The ability to export recycled raw materials that Europe and the US produces in excess of local demand is a condition to reach recycling rates targeted at the local and global levels. It is also crucial for recyclers to access the international market to maximize the value of the recovered materials and generate the revenue required to implement more advanced processing capabilities and sorting schemes.

This ability is at risk if nothing changes. Why?
Changes in regulations in Asia, starting with China since 2013, the rise of plastic bashing, rising awareness of traceability scandals thanks to the Media or NGO have put the international recycled materials flow under high scrutiny.

Australia, for instance, has now banned waste exports and only highly processed materials can now be exported.

In Europe, there will be a new “waste” shipment regulation revision at the end of the year.

Why is the Annex 7 system not enough?

Annex 7 is a reactive system. You get traceability after the entire process is over and only if all participants correctly do their part. For example, it is hard to collect the signed copy from countries where Annex 7 is not part of the regulatory framework, for instance, China.

What is needed is an auditing scheme in which all European actors participate where you have certification by an auditing firm that the destination is compliant with article 47 (REGULATION (EC) No 1013/2006). Then you don’t necessarily need some reactive control mechanism. One of the key learning from the quota and license system China had implemented was that the companies getting the license were the most advanced and professional ones.

What is happening now?

With other market players, Suez has initiated a POC on an auditing system for facilities outside of the EU. A country profile grid is ready that recaps the national regulation of the importing country and the gaps with European regulations.
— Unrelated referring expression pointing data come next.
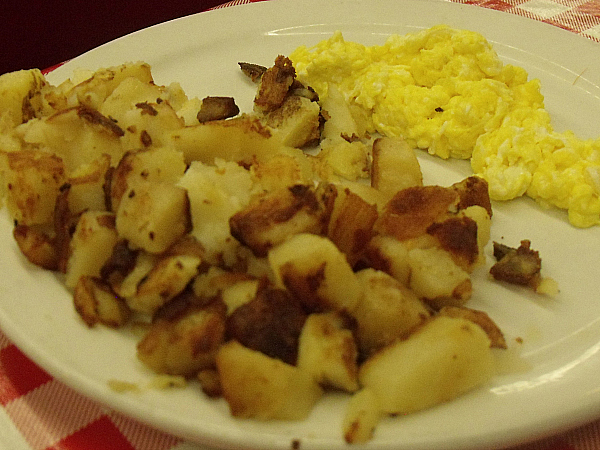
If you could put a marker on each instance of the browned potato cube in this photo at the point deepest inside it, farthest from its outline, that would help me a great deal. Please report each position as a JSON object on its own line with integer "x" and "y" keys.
{"x": 32, "y": 179}
{"x": 387, "y": 311}
{"x": 351, "y": 224}
{"x": 271, "y": 324}
{"x": 316, "y": 272}
{"x": 184, "y": 338}
{"x": 264, "y": 388}
{"x": 395, "y": 166}
{"x": 327, "y": 350}
{"x": 167, "y": 278}
{"x": 97, "y": 303}
{"x": 91, "y": 245}
{"x": 273, "y": 217}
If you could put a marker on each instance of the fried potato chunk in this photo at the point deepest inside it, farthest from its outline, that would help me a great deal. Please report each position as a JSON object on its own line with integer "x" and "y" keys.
{"x": 264, "y": 388}
{"x": 328, "y": 351}
{"x": 271, "y": 324}
{"x": 437, "y": 279}
{"x": 32, "y": 179}
{"x": 97, "y": 303}
{"x": 153, "y": 216}
{"x": 275, "y": 216}
{"x": 386, "y": 311}
{"x": 395, "y": 166}
{"x": 316, "y": 272}
{"x": 184, "y": 337}
{"x": 443, "y": 359}
{"x": 91, "y": 245}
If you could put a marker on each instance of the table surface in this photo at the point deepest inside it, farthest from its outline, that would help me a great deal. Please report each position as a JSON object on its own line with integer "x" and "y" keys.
{"x": 38, "y": 412}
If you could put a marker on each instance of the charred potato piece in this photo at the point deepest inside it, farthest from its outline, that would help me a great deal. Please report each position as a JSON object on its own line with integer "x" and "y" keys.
{"x": 184, "y": 337}
{"x": 217, "y": 108}
{"x": 327, "y": 350}
{"x": 274, "y": 85}
{"x": 351, "y": 224}
{"x": 168, "y": 278}
{"x": 153, "y": 216}
{"x": 264, "y": 388}
{"x": 32, "y": 179}
{"x": 520, "y": 266}
{"x": 276, "y": 216}
{"x": 37, "y": 246}
{"x": 271, "y": 324}
{"x": 316, "y": 272}
{"x": 411, "y": 211}
{"x": 97, "y": 303}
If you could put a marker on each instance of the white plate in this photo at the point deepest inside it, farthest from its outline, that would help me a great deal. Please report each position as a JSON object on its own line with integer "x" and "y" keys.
{"x": 561, "y": 336}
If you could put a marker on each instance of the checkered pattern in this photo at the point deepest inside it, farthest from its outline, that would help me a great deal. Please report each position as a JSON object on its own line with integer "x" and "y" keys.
{"x": 579, "y": 16}
{"x": 49, "y": 416}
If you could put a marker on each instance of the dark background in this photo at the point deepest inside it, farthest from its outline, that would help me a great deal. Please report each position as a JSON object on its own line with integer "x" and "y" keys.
{"x": 41, "y": 34}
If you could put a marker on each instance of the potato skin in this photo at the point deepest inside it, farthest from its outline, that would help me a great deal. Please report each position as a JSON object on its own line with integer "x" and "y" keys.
{"x": 271, "y": 324}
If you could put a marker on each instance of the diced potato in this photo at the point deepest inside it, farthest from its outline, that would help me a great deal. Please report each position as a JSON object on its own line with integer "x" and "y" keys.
{"x": 340, "y": 159}
{"x": 186, "y": 343}
{"x": 480, "y": 318}
{"x": 152, "y": 165}
{"x": 86, "y": 190}
{"x": 270, "y": 323}
{"x": 296, "y": 123}
{"x": 412, "y": 210}
{"x": 328, "y": 352}
{"x": 153, "y": 216}
{"x": 167, "y": 278}
{"x": 395, "y": 166}
{"x": 442, "y": 360}
{"x": 20, "y": 95}
{"x": 240, "y": 140}
{"x": 387, "y": 311}
{"x": 37, "y": 246}
{"x": 389, "y": 255}
{"x": 257, "y": 386}
{"x": 77, "y": 135}
{"x": 97, "y": 303}
{"x": 437, "y": 279}
{"x": 94, "y": 90}
{"x": 141, "y": 112}
{"x": 287, "y": 168}
{"x": 316, "y": 272}
{"x": 457, "y": 235}
{"x": 351, "y": 224}
{"x": 239, "y": 293}
{"x": 91, "y": 245}
{"x": 340, "y": 121}
{"x": 32, "y": 179}
{"x": 216, "y": 193}
{"x": 273, "y": 217}
{"x": 361, "y": 418}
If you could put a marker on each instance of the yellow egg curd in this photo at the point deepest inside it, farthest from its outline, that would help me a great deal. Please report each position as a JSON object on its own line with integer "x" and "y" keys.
{"x": 446, "y": 91}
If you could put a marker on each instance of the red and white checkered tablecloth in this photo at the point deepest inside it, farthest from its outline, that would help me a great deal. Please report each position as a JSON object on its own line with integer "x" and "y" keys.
{"x": 37, "y": 412}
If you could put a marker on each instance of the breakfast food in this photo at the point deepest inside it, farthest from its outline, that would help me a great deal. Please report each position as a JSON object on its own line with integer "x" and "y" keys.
{"x": 447, "y": 92}
{"x": 269, "y": 274}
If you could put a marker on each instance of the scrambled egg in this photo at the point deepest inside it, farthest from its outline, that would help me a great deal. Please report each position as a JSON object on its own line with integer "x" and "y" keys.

A European auditing firm already conducted four audits in Indonesia and Turkey. The results and feedback have been impressive: the proof assembled have resulted in excellent feedback from regulators and market participants, one of them even mentioned that within Europe, we don’t get such a good level of information on the final destination of recycled materials.

For this project to be successful, there needs to be the participation of all players in Europe. Otherwise, mills/factories outside of Europe will opt out and not agree to be audited by ten different schemes.

Can a forced reduction in the export of recycled raw materials make the European industrial sector more competitive?

Some imagine that by banning/reducing the export of recycled materials, the prices of raw materials would drop for factories, supporting their competitiveness on the global markets.

The two guests did not agree with that idea. Dominique Maguin took the example of the paper industry in Germany to answer the question. Germany was the biggest exporter of recovered paper collected in Germany to other countries in the world 20 years ago (5 MT per year). Germany is a net importer of 2 million tons, and its paper industry is 3x bigger than France (vs 2x bigger 20 years ago). This success is not the result of subsidies and lowers recycled raw materials prices. Germany made its industry as a whole more competitive, and manufacturers built new mills. Closing down the export of materials is unnecessary, and it will harm recycling rates, particularly for lower quality materials and the recycling industry.